Sometimes …
Love means letting others own the consequences of their own choices.
Sometimes …
Love means letting others own the consequences of their own choices.
Unless compassion is combined with steely-eyed realism, I trust neither.
God never intended for either of those gifts to work in isolation.
Biblical love turns its own cheek …
While protecting other cheeks.
We have reduced love to what we feel.
Scripture elevates love to what we do.
Corrosive compassion does for others what they otherwise should do for themselves.
Although trying to solve another’s problems may provide short term help …
People ultimately learn best when allowed to own the consequences of their own decisions.
It may seem harsh, but in the long run it’s often the most compassionate and loving thing you can do.
Charities, social programs and church ministries have their place …
But not as substitutes for individual hospitality and personal acts of kindness.
Real love …
Invokes endless fascination.
New Testament unity is rooted in diversity …
As we honor God’s differing gifts, callings and motivations in each other above our own.
Insisting on “unity” through uniformity, conformity or hierarchy, however, is a lie.
Delight and gratitude are barometers of healthy relationships …
With God, our spouse and others.
Tired of the “institution” and looking instead for the simplicity of relational participatory church …
But your friends aren’t interested?
Consider opening your life, your home and your kitchen table to the lost, the unseen, the ignored, the marginalized, and the lonely.
After all, if your respectable friends aren’t interested in your hospitality, who does Jesus say to invite instead? The poor, the crippled, the blind, and the lame …
Along with those living besides highways and hedges. Luke 14:12-24
If you know none, then get out of your comfort zones!
So go to the kinds of places Jesus went and reach out to the kinds of people with whom he hung …
Not through a “program” but with authentic friendship.

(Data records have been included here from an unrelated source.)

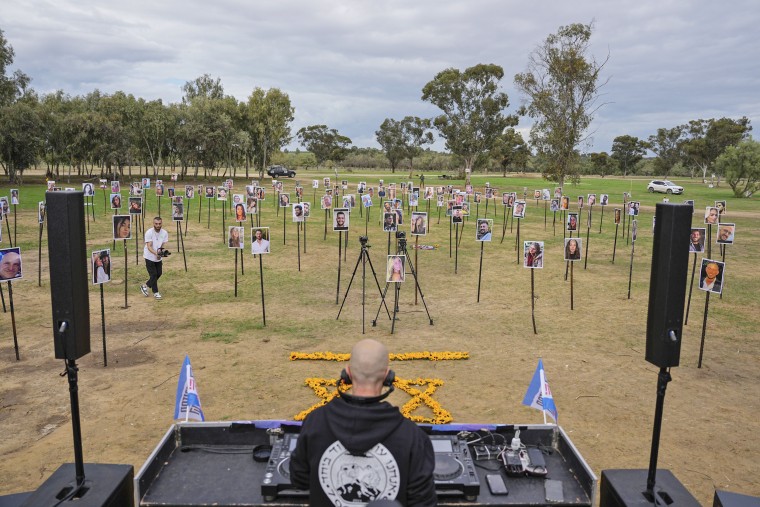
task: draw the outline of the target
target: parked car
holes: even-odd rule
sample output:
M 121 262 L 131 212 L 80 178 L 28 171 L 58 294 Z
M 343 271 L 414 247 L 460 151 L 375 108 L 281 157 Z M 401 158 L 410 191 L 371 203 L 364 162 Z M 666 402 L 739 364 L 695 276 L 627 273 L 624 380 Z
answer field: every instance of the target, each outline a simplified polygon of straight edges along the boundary
M 281 165 L 271 165 L 267 169 L 267 174 L 272 178 L 278 178 L 280 176 L 287 176 L 288 178 L 292 178 L 296 175 L 296 172 Z
M 683 187 L 679 187 L 672 181 L 652 180 L 647 186 L 650 192 L 660 192 L 661 194 L 683 194 Z

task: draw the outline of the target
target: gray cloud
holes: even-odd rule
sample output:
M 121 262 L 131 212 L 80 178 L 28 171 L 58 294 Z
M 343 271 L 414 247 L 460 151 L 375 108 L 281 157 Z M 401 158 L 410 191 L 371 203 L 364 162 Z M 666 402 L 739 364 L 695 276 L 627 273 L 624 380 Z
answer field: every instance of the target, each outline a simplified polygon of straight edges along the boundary
M 592 53 L 600 61 L 609 54 L 609 83 L 590 149 L 691 119 L 757 121 L 754 0 L 625 4 L 16 0 L 0 11 L 0 29 L 14 67 L 41 93 L 97 88 L 176 102 L 182 84 L 208 73 L 238 100 L 257 86 L 280 88 L 296 108 L 295 129 L 324 123 L 376 146 L 385 118 L 437 113 L 421 89 L 447 67 L 501 65 L 514 110 L 523 98 L 512 78 L 529 53 L 559 26 L 593 20 Z M 521 130 L 529 126 L 521 119 Z

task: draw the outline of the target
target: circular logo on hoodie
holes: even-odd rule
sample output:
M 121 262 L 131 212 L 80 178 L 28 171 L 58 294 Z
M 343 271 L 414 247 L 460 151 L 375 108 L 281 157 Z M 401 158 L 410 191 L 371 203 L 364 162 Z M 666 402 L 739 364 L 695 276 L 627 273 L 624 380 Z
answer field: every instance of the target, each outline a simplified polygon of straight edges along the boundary
M 319 459 L 318 473 L 322 491 L 337 507 L 395 500 L 401 481 L 396 459 L 383 444 L 355 456 L 335 441 Z

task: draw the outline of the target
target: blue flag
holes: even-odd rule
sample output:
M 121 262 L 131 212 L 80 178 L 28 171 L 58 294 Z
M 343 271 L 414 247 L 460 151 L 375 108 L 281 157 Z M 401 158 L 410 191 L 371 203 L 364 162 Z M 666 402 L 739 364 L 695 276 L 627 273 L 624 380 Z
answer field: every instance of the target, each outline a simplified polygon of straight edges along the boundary
M 185 362 L 182 363 L 182 370 L 179 372 L 179 382 L 177 382 L 177 397 L 174 402 L 174 419 L 194 419 L 204 421 L 203 410 L 201 409 L 201 399 L 198 396 L 198 390 L 195 385 L 193 376 L 193 367 L 190 366 L 190 358 L 185 356 Z
M 557 406 L 554 404 L 552 391 L 549 389 L 549 382 L 544 373 L 544 363 L 541 359 L 538 360 L 536 373 L 533 374 L 528 391 L 525 393 L 523 405 L 543 411 L 544 422 L 546 422 L 547 413 L 554 419 L 554 422 L 557 422 Z

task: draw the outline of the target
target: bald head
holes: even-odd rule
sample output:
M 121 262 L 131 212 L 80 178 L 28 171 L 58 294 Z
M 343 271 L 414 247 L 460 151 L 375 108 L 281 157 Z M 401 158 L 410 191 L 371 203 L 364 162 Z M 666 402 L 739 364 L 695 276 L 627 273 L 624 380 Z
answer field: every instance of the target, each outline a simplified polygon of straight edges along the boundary
M 362 340 L 351 350 L 348 366 L 354 386 L 376 384 L 379 388 L 388 373 L 388 349 L 378 341 Z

There is no true church, real faith, sacrificial love or advance of God’s Kingdom without hospitality – especially to those considered the least among us …
Not only by the world, but often by our own top-down, agenda-driven “churches.”

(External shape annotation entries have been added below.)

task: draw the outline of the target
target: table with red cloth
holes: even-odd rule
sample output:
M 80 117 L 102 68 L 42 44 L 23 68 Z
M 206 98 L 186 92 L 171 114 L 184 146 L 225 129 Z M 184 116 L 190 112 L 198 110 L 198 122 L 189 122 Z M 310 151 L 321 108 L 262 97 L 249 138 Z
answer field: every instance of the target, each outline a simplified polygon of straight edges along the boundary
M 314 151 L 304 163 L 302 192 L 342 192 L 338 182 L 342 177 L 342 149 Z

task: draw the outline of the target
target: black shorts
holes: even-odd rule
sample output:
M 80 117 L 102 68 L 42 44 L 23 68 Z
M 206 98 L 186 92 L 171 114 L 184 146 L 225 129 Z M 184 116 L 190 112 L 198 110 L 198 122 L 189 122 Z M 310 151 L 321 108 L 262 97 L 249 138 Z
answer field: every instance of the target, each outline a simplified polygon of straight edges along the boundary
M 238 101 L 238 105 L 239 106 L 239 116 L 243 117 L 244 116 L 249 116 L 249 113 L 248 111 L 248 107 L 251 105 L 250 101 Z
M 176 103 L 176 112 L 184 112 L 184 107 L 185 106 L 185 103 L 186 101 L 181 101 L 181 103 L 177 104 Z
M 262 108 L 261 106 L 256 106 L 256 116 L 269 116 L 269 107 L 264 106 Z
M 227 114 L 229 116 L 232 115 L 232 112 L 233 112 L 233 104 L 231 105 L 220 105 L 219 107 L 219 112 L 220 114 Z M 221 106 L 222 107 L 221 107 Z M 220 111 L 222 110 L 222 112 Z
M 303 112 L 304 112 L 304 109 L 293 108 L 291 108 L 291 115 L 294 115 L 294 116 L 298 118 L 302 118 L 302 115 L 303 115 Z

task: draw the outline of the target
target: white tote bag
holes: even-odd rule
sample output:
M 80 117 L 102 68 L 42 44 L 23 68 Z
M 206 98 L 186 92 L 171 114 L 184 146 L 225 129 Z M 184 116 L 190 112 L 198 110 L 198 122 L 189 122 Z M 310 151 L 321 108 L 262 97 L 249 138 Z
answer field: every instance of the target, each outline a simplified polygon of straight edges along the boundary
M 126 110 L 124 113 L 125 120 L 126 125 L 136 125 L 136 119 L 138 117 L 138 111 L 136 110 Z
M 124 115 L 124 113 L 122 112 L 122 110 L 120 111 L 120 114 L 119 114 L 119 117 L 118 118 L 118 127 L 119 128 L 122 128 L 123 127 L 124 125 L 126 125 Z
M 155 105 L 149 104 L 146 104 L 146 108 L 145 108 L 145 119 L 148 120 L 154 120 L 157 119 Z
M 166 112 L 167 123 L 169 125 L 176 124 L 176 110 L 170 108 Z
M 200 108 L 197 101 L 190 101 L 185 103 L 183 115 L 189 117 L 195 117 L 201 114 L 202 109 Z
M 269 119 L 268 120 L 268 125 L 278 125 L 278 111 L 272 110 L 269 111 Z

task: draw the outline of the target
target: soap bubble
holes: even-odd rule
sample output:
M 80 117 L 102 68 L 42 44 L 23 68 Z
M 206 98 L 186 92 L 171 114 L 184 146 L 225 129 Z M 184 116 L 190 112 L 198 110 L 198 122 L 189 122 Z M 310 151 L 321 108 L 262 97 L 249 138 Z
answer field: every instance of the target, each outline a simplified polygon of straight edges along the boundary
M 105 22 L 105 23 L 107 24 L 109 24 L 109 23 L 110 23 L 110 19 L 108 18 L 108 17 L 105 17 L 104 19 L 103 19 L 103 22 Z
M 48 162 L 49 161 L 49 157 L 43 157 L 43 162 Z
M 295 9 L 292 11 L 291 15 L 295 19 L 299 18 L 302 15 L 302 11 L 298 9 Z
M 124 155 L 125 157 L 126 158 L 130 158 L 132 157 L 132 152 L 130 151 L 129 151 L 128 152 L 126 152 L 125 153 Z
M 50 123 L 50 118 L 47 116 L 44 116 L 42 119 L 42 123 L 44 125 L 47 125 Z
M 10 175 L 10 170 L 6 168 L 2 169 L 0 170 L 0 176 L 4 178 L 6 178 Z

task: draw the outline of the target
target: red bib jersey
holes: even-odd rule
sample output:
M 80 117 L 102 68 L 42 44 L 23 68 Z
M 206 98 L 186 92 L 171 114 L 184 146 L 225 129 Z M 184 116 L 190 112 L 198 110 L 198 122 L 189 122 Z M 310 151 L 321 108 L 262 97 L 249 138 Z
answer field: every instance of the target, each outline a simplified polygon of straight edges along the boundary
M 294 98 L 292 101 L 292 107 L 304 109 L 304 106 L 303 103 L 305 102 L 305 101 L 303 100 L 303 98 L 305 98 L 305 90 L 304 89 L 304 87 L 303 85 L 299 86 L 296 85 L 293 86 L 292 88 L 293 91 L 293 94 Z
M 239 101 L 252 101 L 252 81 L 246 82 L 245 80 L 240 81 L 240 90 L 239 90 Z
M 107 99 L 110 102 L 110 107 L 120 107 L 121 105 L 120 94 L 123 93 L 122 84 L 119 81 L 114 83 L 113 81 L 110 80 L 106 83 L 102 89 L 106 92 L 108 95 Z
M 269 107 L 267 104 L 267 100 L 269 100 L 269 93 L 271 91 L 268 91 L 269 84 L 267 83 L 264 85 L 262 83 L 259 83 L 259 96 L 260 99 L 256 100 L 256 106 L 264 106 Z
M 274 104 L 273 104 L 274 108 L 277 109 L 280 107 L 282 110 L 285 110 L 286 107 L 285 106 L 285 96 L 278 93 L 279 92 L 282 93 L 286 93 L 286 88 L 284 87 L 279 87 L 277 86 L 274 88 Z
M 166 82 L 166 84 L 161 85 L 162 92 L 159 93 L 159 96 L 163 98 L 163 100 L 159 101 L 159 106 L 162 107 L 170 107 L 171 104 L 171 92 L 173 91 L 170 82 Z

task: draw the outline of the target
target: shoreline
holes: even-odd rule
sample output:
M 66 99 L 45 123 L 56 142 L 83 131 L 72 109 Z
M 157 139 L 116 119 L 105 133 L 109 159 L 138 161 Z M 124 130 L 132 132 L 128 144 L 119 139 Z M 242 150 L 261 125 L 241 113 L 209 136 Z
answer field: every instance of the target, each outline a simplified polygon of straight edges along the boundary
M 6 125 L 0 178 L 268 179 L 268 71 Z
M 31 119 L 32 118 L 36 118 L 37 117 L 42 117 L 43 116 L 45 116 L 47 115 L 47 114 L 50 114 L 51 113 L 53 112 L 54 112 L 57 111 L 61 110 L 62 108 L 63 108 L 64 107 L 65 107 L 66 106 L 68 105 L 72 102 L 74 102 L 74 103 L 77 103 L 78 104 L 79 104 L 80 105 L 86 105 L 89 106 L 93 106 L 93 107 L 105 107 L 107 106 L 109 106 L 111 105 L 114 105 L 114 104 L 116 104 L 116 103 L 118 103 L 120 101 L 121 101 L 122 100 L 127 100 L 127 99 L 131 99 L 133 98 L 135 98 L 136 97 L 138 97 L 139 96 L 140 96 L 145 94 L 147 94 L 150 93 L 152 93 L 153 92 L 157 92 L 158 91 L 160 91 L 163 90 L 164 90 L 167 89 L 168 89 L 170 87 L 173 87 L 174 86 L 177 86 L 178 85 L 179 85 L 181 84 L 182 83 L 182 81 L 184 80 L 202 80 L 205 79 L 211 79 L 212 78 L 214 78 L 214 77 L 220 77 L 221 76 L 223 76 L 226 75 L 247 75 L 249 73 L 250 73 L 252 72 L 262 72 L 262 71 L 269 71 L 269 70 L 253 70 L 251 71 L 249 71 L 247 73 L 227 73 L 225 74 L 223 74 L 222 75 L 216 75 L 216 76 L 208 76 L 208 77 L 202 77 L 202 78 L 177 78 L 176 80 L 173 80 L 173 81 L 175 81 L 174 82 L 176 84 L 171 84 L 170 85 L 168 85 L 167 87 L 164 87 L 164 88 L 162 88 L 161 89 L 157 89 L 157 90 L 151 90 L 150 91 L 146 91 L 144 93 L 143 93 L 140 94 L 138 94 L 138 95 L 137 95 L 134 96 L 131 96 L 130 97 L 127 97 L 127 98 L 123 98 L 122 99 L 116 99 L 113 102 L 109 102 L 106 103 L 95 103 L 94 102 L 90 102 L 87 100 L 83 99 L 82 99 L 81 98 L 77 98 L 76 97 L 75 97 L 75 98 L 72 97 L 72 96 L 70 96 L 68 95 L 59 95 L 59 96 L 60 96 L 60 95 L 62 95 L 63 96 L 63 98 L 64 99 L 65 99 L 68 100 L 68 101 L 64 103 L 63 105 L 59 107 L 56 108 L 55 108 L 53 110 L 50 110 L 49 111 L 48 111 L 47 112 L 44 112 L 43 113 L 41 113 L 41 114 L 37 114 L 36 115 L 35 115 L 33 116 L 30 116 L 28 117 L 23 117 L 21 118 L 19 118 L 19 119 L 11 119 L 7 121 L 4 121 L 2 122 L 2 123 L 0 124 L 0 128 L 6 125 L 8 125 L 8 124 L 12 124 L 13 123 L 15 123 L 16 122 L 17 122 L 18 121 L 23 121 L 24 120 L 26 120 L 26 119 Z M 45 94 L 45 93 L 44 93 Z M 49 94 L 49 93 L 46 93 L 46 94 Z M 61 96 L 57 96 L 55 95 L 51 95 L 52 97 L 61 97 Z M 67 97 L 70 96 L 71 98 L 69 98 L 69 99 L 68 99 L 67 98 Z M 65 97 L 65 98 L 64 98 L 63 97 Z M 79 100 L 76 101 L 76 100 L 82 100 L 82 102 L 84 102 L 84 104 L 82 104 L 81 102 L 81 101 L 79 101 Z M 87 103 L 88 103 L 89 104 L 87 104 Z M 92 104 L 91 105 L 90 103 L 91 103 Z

Rather than their impersonal “programs,” which try to help “outsiders” without truly embracing them but treating them as mere objects of “ministry” …

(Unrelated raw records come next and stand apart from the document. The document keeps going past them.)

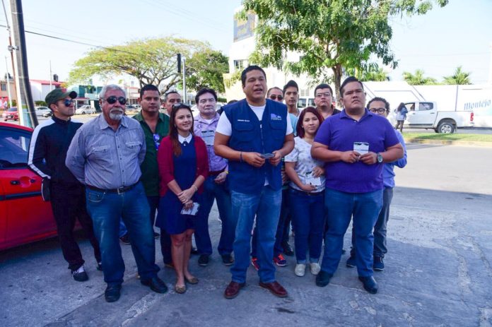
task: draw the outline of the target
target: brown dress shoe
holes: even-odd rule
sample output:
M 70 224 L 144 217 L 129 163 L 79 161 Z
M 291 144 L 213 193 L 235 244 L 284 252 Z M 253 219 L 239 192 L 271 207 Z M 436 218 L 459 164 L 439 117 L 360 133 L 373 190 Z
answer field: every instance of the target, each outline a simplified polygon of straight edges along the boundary
M 234 299 L 239 294 L 239 291 L 241 287 L 243 287 L 246 285 L 245 283 L 239 283 L 236 282 L 230 282 L 229 285 L 226 288 L 224 292 L 224 297 L 226 299 Z
M 262 283 L 259 282 L 259 286 L 266 288 L 271 292 L 271 294 L 279 297 L 287 297 L 288 294 L 285 288 L 281 285 L 279 282 Z

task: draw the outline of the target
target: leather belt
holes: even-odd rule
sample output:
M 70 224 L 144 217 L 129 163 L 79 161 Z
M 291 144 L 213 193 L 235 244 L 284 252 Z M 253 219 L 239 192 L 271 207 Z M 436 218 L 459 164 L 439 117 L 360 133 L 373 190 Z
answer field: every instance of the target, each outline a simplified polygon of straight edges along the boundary
M 98 191 L 99 192 L 104 192 L 104 193 L 117 193 L 118 194 L 123 194 L 124 192 L 131 190 L 134 187 L 136 186 L 136 184 L 139 183 L 135 183 L 133 185 L 130 185 L 129 186 L 122 186 L 118 189 L 100 189 L 98 187 L 93 186 L 92 185 L 86 185 L 86 186 L 88 189 L 90 189 L 93 191 Z

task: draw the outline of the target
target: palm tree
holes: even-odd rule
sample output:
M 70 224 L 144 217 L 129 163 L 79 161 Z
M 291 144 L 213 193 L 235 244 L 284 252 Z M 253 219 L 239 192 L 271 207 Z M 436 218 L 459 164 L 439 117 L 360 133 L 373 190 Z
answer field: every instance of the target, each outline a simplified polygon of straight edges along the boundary
M 438 83 L 435 78 L 424 77 L 422 69 L 417 69 L 415 73 L 404 71 L 403 79 L 411 85 L 431 85 Z
M 462 70 L 462 66 L 459 66 L 457 67 L 453 73 L 450 76 L 444 76 L 445 84 L 449 85 L 467 85 L 472 84 L 470 81 L 470 73 Z

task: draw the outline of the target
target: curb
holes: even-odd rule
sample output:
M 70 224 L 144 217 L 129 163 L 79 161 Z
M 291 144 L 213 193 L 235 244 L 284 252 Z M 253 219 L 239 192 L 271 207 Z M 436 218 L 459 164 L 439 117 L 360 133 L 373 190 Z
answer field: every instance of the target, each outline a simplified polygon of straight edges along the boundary
M 423 140 L 421 138 L 409 138 L 405 142 L 418 144 L 435 144 L 438 145 L 483 146 L 492 148 L 492 142 L 479 142 L 474 141 L 447 141 L 447 140 Z

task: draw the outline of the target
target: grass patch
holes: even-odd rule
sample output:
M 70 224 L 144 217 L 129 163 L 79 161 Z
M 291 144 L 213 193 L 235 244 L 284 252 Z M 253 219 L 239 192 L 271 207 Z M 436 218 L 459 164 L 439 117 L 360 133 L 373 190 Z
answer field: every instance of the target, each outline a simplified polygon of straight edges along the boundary
M 492 142 L 491 134 L 441 134 L 437 133 L 404 133 L 405 141 L 412 140 L 436 140 L 436 141 L 465 141 L 472 142 Z

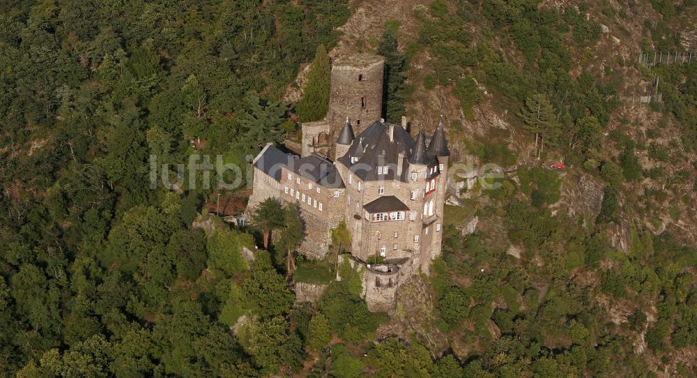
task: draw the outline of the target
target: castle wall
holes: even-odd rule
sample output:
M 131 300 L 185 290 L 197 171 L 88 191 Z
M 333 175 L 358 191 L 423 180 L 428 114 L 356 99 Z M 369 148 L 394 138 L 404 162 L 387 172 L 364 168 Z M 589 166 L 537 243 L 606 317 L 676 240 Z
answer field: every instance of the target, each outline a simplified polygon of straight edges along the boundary
M 344 219 L 345 190 L 318 185 L 286 168 L 281 172 L 279 187 L 281 199 L 298 206 L 305 226 L 305 237 L 298 252 L 323 259 L 332 242 L 332 229 Z
M 380 119 L 384 64 L 382 56 L 369 54 L 333 62 L 327 114 L 327 121 L 333 135 L 341 130 L 347 116 L 356 135 L 373 121 Z
M 254 212 L 256 206 L 264 199 L 270 197 L 280 199 L 281 197 L 281 186 L 278 181 L 256 167 L 253 169 L 252 192 L 246 210 L 248 213 Z
M 332 137 L 329 123 L 326 121 L 305 122 L 300 126 L 302 130 L 302 157 L 313 152 L 323 156 L 329 156 L 336 137 Z M 332 139 L 333 138 L 333 139 Z

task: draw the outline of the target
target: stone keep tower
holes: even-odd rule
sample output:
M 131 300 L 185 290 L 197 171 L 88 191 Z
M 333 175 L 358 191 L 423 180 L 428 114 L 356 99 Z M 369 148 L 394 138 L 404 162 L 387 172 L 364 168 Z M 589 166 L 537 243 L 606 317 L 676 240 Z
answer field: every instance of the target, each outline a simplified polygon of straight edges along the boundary
M 333 62 L 327 114 L 333 139 L 338 137 L 346 117 L 358 134 L 382 116 L 384 66 L 384 58 L 367 54 Z
M 323 120 L 302 123 L 302 156 L 315 153 L 339 158 L 343 153 L 337 153 L 336 142 L 346 118 L 355 135 L 380 119 L 384 66 L 384 58 L 369 54 L 337 58 L 332 62 L 329 111 Z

My wife and I have opened our home and table as places of hospitality over the years – offering respect, dignity, and genuine friendship to all who accepted our invitations to come.
As a result, fellowships emerged and lives transformed – including our own.
Hospitality: The missing ingredient.
Simple!
Don’t confuse love with nice …
Because sometimes nice is not enough.
In marriage, the greatest gift we can give each other is the ability to love and be loved.
Wounds from past hurts, wrongs and regrets brought into marriage make this all too rare these days.
To give and receive the gift of love, then …
Care enough to pursue emotional health and spiritual wholeness.